My happy place or yours?
When people tell me I'm crazy, it comes out in a sing-song tone. You know the one. I'm sure you've heard it from a few friends if you've ever met "someone special" on the internet, drunkenly applied the 5-second rule to pizza, or dated a girl with "DAN'S BEEF" tattooed on her ass.
It's how friends react when they're pretty sure you're screwing up, but glad you're taking one for the team. If not for the shit you pull, they'd be stuck talking about the weather and, oh I dunno, something important. Your friends might worry about you, but they also can't wait to tattle. It takes the focus off them, for the last time they effed up.
So what if you threw up that "perfectly good" ham sandwich, or if you missed your plane despite having "plenty of time" to get to the airport? Sure you woke up on a beach in Southeast Asia stripped of your trainers, passport and pride, but "that chick was really hot." I'm sure most of the time you're trouble-free, but no one remembers when things are just alright.

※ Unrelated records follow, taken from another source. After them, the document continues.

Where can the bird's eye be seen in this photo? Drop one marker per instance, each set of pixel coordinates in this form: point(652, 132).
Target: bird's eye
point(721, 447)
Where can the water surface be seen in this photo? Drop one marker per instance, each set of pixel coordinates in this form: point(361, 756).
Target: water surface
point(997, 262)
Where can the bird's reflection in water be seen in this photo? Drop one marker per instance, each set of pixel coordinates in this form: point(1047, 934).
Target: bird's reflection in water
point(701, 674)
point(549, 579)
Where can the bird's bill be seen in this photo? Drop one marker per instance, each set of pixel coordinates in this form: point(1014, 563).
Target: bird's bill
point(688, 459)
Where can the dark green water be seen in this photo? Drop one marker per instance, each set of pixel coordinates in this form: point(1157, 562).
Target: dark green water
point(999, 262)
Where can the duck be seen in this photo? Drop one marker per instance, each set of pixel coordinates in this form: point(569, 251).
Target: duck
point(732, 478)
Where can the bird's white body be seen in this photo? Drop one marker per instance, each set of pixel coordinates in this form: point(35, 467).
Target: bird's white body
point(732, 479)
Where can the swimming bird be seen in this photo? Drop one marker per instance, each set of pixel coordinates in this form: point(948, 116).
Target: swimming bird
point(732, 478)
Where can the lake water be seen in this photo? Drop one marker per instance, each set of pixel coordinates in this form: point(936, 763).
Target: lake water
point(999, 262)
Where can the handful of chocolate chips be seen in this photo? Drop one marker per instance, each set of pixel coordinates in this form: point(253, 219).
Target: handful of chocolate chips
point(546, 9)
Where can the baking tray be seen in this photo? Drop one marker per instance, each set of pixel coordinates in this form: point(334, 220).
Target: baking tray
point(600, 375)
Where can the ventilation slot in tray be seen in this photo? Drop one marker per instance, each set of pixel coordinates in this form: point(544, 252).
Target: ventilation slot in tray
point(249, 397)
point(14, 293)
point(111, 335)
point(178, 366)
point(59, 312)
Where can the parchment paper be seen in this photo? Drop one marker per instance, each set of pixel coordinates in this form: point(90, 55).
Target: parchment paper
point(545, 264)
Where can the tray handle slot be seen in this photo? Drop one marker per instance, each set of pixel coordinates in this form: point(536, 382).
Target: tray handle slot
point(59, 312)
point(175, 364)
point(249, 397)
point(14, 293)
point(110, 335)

That's why extreme sports and alcohol exist.
Oh, and working visas for the UK.
My friend Christina thinks I'm insane for moving to London. "It's damp and expensive," she says, far more crudely than that. She lives in Mexico where it's sunny year-round, and she's paying $50/month for rent (which she earns making jewellery). She gets water from a hose in the yard and her home is made of cement and sticks. See, she's actually crazy. She's also hilarious and happy. Maybe I'm nuts to sell all my shit and move to England, with nothing but a few good friends, a laptop and a working visa to my name. But I'd be more crazy not to.
I'm not so different from Christina. Our happy places are just really, really far apart.
(Meet Christina and her husband, Luis. Mel Gibson tried to recruit him for Apocalypto, but Luis didn't want to cut his hair. They used to live in a little hut on the beach in Mahahual, but then a hurricane ate it.)